Tail between legs, blushing, I crawl sheepishly back into your inbox with a different proposition. Will you accept this rose? The rose smells different now; let me explain.
(Actually—allow me a quick dalliance about smells? I once lined up a game with a stranger from the NYC Tennis Players Facebook group. His tiny profile picture was unclickable, so all I could glean about this man was his staunch commitment to online privacy. In person, he materialized as a college graduate (earnest) who brought fresh balls (exemplary etiquette). He cracked open the can and offered it to my nose with such excitement I had no choice but to comply. And that’s how I wound up deeply inhaling the *new can smell* with a perfect stranger; ahhhing; feigning transcendence. It was a kind of intimacy I had never known before and have not known since. It would’ve been the ideal consummation of our new relationship had I ever hit with him again.)
Back to the task at hand: what it is we’re doing back here. Consider this a resurrection of the newsletter I started two years ago, dispatched three editions of, and callously cast aside when other elements of my life became too rambunctious. I’ll spare you the particulars, but I came back to relearn how to think and *therefore* write critically about things that can’t be added to cart. My day job—developing the tone-of-voice for various direct-to-consumer brands—tips the scales heavily in favor of twee one-liners, rather than unraveling the curiosities of my big, beautiful brain. I stand before you to repent.
And if any of my clients read this? What we have is real; I just need to explore other things.
If you recall, I started this newsletter with a focus on ‘games’—mind games, puzzles, sports, gameshows, games at large. I’ve since come to realize that I have a lot to say about one game—tennis—so I’m clearing all the peripheral rubble. I figure that over the course of a week, I spend more days playing this sport than I don’t. To say I have a hobby would be accurate—but also not—since grown people who talk about having hobbies also say things like ‘adulting’ and have bucket lists. Those people would take up pickleball, not tennis.

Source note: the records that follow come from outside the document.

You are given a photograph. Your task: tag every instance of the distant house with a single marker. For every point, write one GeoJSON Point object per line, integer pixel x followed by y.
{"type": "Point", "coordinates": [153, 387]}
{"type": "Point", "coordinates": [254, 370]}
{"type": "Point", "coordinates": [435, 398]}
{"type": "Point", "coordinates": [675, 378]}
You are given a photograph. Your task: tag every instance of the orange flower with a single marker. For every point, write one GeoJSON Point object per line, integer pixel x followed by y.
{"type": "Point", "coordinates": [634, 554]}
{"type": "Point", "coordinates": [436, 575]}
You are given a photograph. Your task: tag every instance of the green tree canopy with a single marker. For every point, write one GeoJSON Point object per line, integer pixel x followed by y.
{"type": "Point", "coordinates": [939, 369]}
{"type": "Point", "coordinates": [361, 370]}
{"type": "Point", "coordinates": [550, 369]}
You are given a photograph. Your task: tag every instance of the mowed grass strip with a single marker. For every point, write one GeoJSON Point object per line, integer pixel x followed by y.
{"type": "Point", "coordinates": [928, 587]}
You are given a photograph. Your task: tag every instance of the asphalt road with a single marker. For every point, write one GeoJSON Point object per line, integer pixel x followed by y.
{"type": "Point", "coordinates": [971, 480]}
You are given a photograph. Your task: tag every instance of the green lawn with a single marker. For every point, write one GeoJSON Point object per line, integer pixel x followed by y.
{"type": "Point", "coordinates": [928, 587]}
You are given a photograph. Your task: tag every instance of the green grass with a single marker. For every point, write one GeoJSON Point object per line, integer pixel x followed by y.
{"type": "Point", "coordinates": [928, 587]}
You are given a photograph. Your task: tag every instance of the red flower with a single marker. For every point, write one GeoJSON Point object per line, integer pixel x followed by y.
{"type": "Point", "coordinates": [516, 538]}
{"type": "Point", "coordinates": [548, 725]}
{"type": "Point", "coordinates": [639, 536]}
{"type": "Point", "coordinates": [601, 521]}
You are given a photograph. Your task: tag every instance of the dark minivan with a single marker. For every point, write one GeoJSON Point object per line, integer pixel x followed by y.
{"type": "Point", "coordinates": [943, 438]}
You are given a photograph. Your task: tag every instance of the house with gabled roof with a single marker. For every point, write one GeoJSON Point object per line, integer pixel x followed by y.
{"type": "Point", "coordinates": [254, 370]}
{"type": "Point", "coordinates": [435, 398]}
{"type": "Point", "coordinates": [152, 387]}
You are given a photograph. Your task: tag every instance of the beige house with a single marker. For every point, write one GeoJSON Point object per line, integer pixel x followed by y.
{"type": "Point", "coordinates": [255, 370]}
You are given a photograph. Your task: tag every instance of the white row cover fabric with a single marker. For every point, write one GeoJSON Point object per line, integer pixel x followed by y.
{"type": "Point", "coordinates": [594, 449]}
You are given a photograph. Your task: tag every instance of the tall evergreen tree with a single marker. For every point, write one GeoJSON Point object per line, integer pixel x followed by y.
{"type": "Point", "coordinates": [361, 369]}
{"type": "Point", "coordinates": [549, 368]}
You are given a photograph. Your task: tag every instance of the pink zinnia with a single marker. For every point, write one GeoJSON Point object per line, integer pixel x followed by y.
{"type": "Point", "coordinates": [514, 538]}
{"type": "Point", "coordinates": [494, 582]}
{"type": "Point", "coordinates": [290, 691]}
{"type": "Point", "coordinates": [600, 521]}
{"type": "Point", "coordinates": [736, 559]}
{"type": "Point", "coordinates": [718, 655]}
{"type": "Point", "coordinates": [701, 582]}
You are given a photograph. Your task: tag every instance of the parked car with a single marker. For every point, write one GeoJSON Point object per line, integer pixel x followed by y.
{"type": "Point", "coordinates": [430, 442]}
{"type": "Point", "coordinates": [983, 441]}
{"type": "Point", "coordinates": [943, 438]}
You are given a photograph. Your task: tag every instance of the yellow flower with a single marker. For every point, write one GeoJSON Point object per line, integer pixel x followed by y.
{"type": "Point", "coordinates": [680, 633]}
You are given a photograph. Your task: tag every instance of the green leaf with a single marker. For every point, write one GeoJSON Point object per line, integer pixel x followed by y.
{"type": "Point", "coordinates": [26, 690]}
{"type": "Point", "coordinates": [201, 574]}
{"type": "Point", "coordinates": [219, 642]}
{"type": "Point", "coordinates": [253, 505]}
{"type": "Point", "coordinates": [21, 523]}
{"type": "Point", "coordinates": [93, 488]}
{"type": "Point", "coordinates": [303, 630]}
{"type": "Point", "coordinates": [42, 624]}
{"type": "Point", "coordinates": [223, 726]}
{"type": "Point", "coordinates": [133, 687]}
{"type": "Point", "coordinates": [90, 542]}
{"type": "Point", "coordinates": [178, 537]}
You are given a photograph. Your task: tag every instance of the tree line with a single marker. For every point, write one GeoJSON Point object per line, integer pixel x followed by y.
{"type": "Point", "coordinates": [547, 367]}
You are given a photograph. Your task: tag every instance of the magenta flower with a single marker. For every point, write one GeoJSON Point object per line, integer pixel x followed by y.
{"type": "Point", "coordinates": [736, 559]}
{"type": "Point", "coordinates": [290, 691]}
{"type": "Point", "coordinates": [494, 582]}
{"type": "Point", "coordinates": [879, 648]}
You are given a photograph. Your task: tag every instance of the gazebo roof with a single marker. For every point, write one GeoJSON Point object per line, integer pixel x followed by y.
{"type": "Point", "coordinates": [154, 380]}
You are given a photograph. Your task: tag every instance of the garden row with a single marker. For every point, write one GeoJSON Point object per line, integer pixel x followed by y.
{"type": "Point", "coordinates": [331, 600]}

Sue me for this elitist, unoriginal opinion (or let me walk free because pickleball is annoying).
I had a twisted childhood—which of course makes me just like everyone else—and my parents parented in their own clumsy ways. But they also threw me on a tennis court 30 years ago, paid for regular lessons and drove me to tournaments across the state. We stayed in motels with deranged wallpaper, or doubled back home that evening after all-you-can-eat Sizzler dinners, my mother encouraging me to stuff food into napkins for later. Regional things. My impatience and temper thwarted my tennis potential as a young competitor, and as an adult, I enjoy pantomime-like bursts of scream therapy when I mess up. Even so, tennis remains the most disciplined thing about me. The thing I’ll leave home before 7am for, and the thing that keeps me out of flavorless gyms for the better part of the year.
To give myself a head start—and you something to believe in—but mostly me some extra grace and procrastination, the next two dispatches will be personal essays about tennis that already exist on the internet. They focus on my pitfalls not so you can point and laugh, but so we can all maybe improve (gang gang).

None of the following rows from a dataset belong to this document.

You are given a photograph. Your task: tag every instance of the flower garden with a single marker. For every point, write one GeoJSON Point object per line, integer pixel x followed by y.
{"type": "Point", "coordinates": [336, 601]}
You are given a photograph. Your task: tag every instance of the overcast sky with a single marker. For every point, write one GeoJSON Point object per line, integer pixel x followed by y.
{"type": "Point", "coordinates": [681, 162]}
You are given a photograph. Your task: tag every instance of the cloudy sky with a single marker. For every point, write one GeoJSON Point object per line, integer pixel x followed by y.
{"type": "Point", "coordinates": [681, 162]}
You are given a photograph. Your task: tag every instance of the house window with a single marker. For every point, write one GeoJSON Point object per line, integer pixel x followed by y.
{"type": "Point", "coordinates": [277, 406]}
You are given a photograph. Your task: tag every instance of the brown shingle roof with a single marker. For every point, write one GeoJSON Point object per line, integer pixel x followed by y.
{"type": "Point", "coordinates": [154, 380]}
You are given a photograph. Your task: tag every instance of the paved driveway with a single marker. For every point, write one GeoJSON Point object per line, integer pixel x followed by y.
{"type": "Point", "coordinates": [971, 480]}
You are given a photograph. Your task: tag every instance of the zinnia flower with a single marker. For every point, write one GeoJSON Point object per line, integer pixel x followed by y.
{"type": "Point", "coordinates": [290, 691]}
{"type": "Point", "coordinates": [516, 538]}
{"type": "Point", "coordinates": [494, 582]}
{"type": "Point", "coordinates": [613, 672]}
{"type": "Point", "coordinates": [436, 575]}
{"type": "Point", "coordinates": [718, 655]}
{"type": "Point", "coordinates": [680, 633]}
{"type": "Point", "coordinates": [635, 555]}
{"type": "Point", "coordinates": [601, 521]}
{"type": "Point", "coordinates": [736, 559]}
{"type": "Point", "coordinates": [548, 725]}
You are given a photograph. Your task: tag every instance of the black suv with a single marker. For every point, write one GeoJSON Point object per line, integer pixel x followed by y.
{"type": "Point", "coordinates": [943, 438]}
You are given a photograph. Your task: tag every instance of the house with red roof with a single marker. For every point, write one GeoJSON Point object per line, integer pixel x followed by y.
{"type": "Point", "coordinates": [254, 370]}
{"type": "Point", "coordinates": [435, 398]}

Onwards from there who knows what could happen? Maybe answers to questions like:
Simply why do so many women have great backhands and temperamental forehands?
Why do I play tennis? Why do other people I know who play tennis play tennis? What’s the point?
Once and for all, where are the hot, single people playing tennis in New York?
If you’d like me to unpack anything tennis-related, please ask! This is a game of back-and-forths, after all.
Oh—the new title is Hard Hitting. Hard is the way a person needs to play for tennis to double as therapy and also, good things don’t come easy. Moon ballers and pushers are permitted entry if they’re ready to change. I won’t be breaking hard-hitting tennis news because I can’t put that sort of pressure on myself. For similar reasons, I should remain unwedded to any kind of schedule or cadence. Please know that the pungent logo color can be credited to the search query ‘tennis ball hex color’ and not brat summer.
Lastly, I promise this title isn’t an omen for forthcoming tennis puns and wordplay—especially ones about love.